Следующий взгляд Гордаса упал на веревку, свисающую с рукотворного столба, испещренного незнакомыми письменами. «Это просто и быстро… Но что за последней чертой… Если совсем ничего, тогда и в смерти тоже нет никакого смысла. Зачем же спешить, раз она сама ко мне не торопится».

Дрожащими руками Гордас набрал мутноватой воды в бурдючок, укрепил за поясом нож, поправил на голове повязку от жгучих лучей Антарес и отправился дальше. Толстая перламутровая змея дважды обвила плечи Садовника и, поднявшись выше, изящно протиснулась в пустую глазницу черепа. Узкий язычок твари порхал между ядовитых зубов, а острые зрачки больших выразительных глаз еще больше сузились, провожая фигурку одинокого путника.

А Гордас все шел и шел, пока не упал и не выпил остатки воды, потом пытался ползти, скоро впал в забытье, но, очнувшись от ночной прохлады, двинулся дальше. Уже все равно в каком направлении… А когда, спустя еще один день, жажда стала особенно невыносима, Гордас скорчился на песке и приготовился уснуть навсегда. И даже не удивился, увидев, как перед его лицом льется поток живительной влаги. Однако, какой реальный мираж.

Заставив себя разлепить припухшие веки, курсант заметил рядом человека.
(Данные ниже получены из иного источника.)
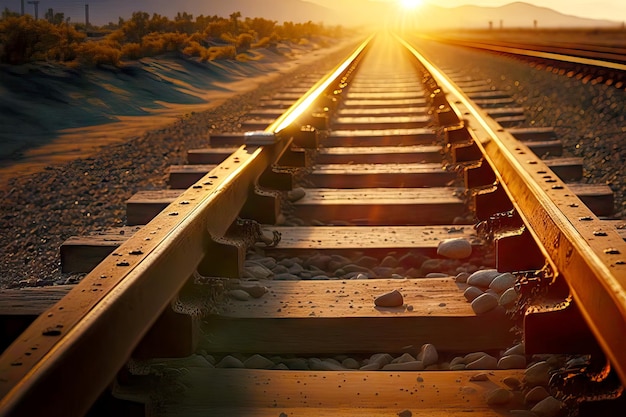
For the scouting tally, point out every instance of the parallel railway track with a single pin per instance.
(388, 158)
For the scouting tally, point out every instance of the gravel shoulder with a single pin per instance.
(40, 211)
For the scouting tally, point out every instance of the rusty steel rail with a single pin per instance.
(589, 255)
(73, 351)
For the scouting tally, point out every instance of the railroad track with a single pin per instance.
(314, 247)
Мужчина с видимым наслаждением глотал напиток из бутылки с яркой наклейкой, после чего отставил посудину в сторону и обратился к лежавшему на земле Гордасу.

— Осталось совсем немного. Продержись до утра, должен пойти дождь, вон там, впереди, видишь, начинаются горы. Буду ждать тебя в амфитеатре среди скал.

— Оте-ец… о-те-ец… по-дожди…

— Мне пора. Помни, я слежу за тобой. Всегда. Ты не один.

Напрасно стараясь подняться, Гордас словно в тумане видел, как мужчина в военной форме быстрым шагом направляется к летмобилю. Затрудненный вздох… приступ лающего кашля… как будто легкие под завязку забиты песком… Обман… Ему просто померещилось — никого здесь не было, это всего лишь игры умирающего сознания. Надежда высохла подобно плоти старого Садовника.

Но на песке лежала закрытая полупустая бутылка с бесцветной жидкостью, а от нее на ближайший холм вели следы тяжелых армейских ботинок. Пока Гордас открывал свою находку и жадными, судорожными глотками пил воду, их уже замело.

Глава 44. В золотой западне

Усадьба Шалока

Я не помнила, как добралась до дома, Истукану пришлось нести меня на руках. Сначала я даже вырывалась, пыталась куда-то бежать, но, похоже, андроид имел четкие инструкции на подобный случай. Он просто забросил меня на плечо, как тюк ткани, и крепко удерживая своими ручищами, связался с Лоутом. А от медицинской помощи в Эмпоцентре я отказалась сама, смекнув, что меня могут упрятать в местный стационар на пару деньков — подлечить нервишки.

Я хотела срочно поговорить с мужем. Я же все чувствовала, все видела — Гордас умирал на его глазах, а он… стоял и смотрел, а потом отвернулся и ушел, оставив сына лежать на раскаленом песке. Немыслимо!

Шалок примчался в усадьбу уже через полчаса после того, как мой верный доктор напоил меня какими-то успокоительными пилюльками "самого мягкого воздействия на нервную систему".

— Соня, что случилось? ИС сообщил, что тебе требуется квалифицированная психологическая поддержка, я могу связаться с нашим специалистом…

— Мне уже лучше. Твои роботы хорошо умеют утешать женщин. Истукан затащил наверх, а Рик сунул в рот таблетку. Почему у меня еще руки не связаны и на окнах у нас не хватает решеток? Украшенных изумрудами, например.

— Ты злишься и хочешь меня в чем-то обвинить? Я тебя слушаю.

О, как я сейчас ненавидела его спокойное, привычно сосредоточенное на разговоре лицо. Такая похвальная выдержка… Истинный солдат Марионы!

— Ты вылил перед ним воду, ты дал ему умереть!

— Гордас жив.

— Откуда ты знаешь, ты же бросил его в этом пекле?!

— Если он прекратит существование, мне сообщат, пока такой информации не было.

— Ты ходячая машина, а не человек! Речь идет о твоем сыне, Лоут!

— Я не могу пройти испытания за него. Свой маршрут я когда-то проделал честно, теперь его очередь.